Inuvik employees among the 1,200 laid off

Thorunn Howatt
Northern News Services

Inuvik (Oct 28/02) - WesternGeco, a huge seismic force in the Mackenzie Delta area, is closing all of its land seismic operations. The move means layoffs for the company's Inuvik employees.

"I have people that do marine work, multi-client work, data-processing -- but our land crews are closing down," said WesternGeco's marketing manager, Richard Drake. He added that the other operations will remain open.

WesternGeco is a joint venture between Schlumberger and Baker Hughes. Schlumberger has a Northern joint venture with the Inuvialuit in Inuvialuit Oilfield Services (IOFS). That means the WesternGeco part of the Inuvik office will cease operations but the office will support the Schlumberger-IOFS side.

Projects like the Mackenzie River surveying project scheduled for next summer will continue.

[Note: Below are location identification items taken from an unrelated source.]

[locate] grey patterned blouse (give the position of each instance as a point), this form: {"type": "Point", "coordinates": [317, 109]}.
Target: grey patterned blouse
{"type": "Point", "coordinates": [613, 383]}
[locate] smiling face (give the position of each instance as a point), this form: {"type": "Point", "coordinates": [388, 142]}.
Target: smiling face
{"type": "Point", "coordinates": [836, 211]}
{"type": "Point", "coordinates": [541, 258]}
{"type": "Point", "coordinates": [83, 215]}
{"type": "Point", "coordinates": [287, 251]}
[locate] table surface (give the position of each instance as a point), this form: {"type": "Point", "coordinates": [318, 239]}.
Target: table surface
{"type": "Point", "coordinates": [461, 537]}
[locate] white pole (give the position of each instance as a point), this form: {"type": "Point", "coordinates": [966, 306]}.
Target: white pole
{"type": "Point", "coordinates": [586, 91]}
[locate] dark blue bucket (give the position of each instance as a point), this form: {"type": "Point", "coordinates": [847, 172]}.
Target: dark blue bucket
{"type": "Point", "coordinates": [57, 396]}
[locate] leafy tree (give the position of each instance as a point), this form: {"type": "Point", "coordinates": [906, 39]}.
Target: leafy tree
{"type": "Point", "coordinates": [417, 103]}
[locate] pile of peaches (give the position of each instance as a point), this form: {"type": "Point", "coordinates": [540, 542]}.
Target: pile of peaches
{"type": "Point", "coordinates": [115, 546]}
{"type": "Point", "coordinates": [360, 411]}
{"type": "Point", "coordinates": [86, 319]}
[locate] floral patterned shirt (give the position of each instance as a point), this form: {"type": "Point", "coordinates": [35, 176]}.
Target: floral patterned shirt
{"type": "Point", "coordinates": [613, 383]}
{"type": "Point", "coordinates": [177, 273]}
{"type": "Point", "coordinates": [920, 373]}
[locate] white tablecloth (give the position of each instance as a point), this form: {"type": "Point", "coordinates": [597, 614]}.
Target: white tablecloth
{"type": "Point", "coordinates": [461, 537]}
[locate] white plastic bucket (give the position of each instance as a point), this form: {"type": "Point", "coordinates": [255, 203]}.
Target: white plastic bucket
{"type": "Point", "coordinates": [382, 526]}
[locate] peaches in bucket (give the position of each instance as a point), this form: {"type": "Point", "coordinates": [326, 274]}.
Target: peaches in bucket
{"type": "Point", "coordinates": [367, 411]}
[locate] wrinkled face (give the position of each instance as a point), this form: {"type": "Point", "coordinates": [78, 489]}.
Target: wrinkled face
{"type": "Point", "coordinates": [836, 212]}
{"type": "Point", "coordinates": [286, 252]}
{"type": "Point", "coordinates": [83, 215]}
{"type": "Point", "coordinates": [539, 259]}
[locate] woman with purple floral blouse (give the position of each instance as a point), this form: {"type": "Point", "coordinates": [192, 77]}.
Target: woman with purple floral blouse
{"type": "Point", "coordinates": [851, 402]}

As for the Beaufort Sea seismic, "There isn't anything planned for the summer but if there was work up there we would bid that stuff," said Drake.

WesternGeco's land operations have been losing money.

The company has four seismic sectors, including land, marine, multi-client and database-collection. The company is closing only the land operations in most of North America.

The other three seismic sectors will continue normal operations.

About 1,200 people will be laid off throughout North America with less than 10 in Inuvik.

WesternGeco has a few seismic contracts left in the Delta and will try to finish them or negotiate exits out of those.

"We would not have had as much as we had last year anyway," said Drake, who explained this is not a busy seismic year in the North. "People are going into a drilling cycle. They shoot it. They look for it. They go drill it."

Energy companies usually start to contract seismic work during the winter. WesternGeco's move could open the doors for smaller seismic companies to get in on future land contracts.